Date: Tuesday, June 23, 2020

Young Generation Equality Champions urge stakeholders to place women and girls at centre of COVID-19 response
Rebeca Gyumi. Photo: UN Women/ Tsitsi Matope

The UN Women has partnered with Plan International, Msichana Initiative and the African Women Leaders’ Network (AWLN) in a virtual Roundtable Dialogue that sparked the need to keep the momentum of the UN Women Global Campaign: The Generation Equality – Realizing Women’s Rights for an Equal Future during the COVID-19 emergency.

 

 In a Roundtable discussion Titled: “Keeping the Momentum of the Generation Equality Campaign” with the Theme: Placing Young Women and Girls at the Centre of the COVID-19 Response and Recovery, young panelists shared how they are innovating their work in their communities to help address the multi-layered impacts of the pandemic on young women and girls.

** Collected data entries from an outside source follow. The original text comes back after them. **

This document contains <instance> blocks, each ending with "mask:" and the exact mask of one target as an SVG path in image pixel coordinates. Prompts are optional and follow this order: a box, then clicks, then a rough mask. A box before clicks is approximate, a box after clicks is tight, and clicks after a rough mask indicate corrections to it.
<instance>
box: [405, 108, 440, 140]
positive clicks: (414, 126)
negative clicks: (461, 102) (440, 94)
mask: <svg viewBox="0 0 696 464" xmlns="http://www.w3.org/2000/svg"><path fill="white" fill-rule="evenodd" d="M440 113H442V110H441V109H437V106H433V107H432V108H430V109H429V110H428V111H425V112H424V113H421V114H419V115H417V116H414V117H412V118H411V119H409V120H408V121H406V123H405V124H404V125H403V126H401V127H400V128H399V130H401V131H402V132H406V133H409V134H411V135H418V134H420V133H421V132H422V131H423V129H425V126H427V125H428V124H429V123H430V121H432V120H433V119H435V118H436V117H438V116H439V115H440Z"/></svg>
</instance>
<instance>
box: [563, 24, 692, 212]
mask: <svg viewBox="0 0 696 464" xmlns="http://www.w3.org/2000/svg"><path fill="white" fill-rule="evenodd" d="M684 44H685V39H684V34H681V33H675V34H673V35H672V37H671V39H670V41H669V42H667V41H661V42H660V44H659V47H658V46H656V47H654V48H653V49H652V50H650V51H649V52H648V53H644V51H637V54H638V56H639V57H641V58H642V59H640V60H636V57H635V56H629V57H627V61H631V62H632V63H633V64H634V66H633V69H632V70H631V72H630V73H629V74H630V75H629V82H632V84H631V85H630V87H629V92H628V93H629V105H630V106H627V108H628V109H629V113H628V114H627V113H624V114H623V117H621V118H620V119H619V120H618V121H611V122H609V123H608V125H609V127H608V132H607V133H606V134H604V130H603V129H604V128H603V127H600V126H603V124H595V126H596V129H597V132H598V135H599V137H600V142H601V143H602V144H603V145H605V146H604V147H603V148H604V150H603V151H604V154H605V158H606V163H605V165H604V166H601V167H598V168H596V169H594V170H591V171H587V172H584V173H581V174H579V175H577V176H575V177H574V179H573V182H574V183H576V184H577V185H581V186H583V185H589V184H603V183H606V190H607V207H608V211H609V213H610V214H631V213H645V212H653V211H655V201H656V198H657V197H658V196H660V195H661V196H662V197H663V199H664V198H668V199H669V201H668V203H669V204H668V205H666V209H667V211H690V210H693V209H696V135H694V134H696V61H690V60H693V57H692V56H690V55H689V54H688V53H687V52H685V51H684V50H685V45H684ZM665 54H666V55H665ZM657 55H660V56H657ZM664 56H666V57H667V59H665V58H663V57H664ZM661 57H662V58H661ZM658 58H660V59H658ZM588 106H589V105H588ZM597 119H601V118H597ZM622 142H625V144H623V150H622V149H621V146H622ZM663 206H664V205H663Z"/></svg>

The Roundtable was moderated by 23-year-old Getrude Mligo, who is a Generation Equality Campaign Champion.

 

A set of resource persons comprising pioneers of the Beijing Platform for Action and other seasoned gender advocates shared strategies in response to presentations by the panelists, comprising youth organization leaders, gender advocates from the civil society and male champions for gender equality.

 

Over 130 participants from the government, the United Nations, development partners, women’s rights organizations, the civil society, youth organizations, the private sector and community-based networks participated in this Roundtable.

 

This was part of UN Women’s conversations with various partners to swap ideas on how to better support gender-sensitivity in the national response following the outbreak of COVID-19 in Tanzania in March this year.

 

Speaking at the Roundtable, the UN Women Representative, Ms. Hodan Addou explained the need to safeguard the hard-won gender equality gains made in the past decades, in the face of COVID-19. She called for strategic interventions informed by best practices driven by gender data for well targeted interventions that can help to safeguard women’s livelihoods; ensure girls’ can continue learning from home and to improve access to online education; and putting in place measures that can increase protection of women and girls from domestic and online violence.

 

“We need to up our game in support of women’s leadership in the COVID-19 Response and Recovery while women’s voices should be adequately represented at all levels and in all sectors,” Ms. Addou said, emphasizing the urgent need to push for gender-responsive stimulus packages ahead of the country’s national budget and to influence policy reforms and design of national programs based on the lessons learnt during the coronavirus disease emergency.

 

The Roundtable also discussed the need to sustain activities that promote intergenerational partnerships, with various stakeholders including the private sector, in line with the Generation Equality campaign, and to ensure the continuity of provision of essential services for the survivors of gender-based violence.

 

Speaking on behalf of Development Partners, Ms Riikka Raatikainen who is the Head of Cooperation at the Embassy of Finland and Chair of the Development Partners’ Group for Gender Equality reiterated the need to  promote women’s leadership in all countries’ response to COVID, explaining this was a critical strategy to improve efforts towards addressing the needs of women and girls.

 

“In Finland, a team of five female ministers have been leading the COVID-19 crisis response. Only one of the main government party leaders is a woman, and over 40 years old while the rest of the women are below the age of 40. This is unprecedented in our history. Even with a long trajectory in policies that advance gender equality, we have never before had a leadership team like this. Girls are looking at this team in the news every day – the Government even organized a press conference for children where girls and boys were the ones asking questions.  Girls are playing how to be a prime minister. Boys have been heard to ask whether also men could perform these duties,”  Ms Raatikainen said.

 

In her keynote address, Ms Rebeca Gyumi, a Generation Equality Campaign Champion and Executive Director for the Msichana Initiative explained how young women and girls are making a difference to improve COVID-response in their communities. “I have witnessed how young people have collaboratively embarked on peer to peer campaigns using social media platforms to challenge the heightened violence against young women girls and their initiatives have inspired communities to take action and commit to gender equality. I have also witnessed young artists who have used their creative spaces to portray the type of community they envision, which  is free from violence and discrimination,” Ms Gyumi said.

 

She further explained the need to support contributions by young women and girls, not to co-opt their ideas and downplay their urgency and leadership ability.

 

“Young women and girls need all of us as allies and supporters for intergenerational leadership and importantly, to promote co-leadership, which can help to strengthen our conceptual clarity and enable passing on of skills, tactics and approaches from senior women to young people for us to continue driving a robust women’s rights movement,” she said.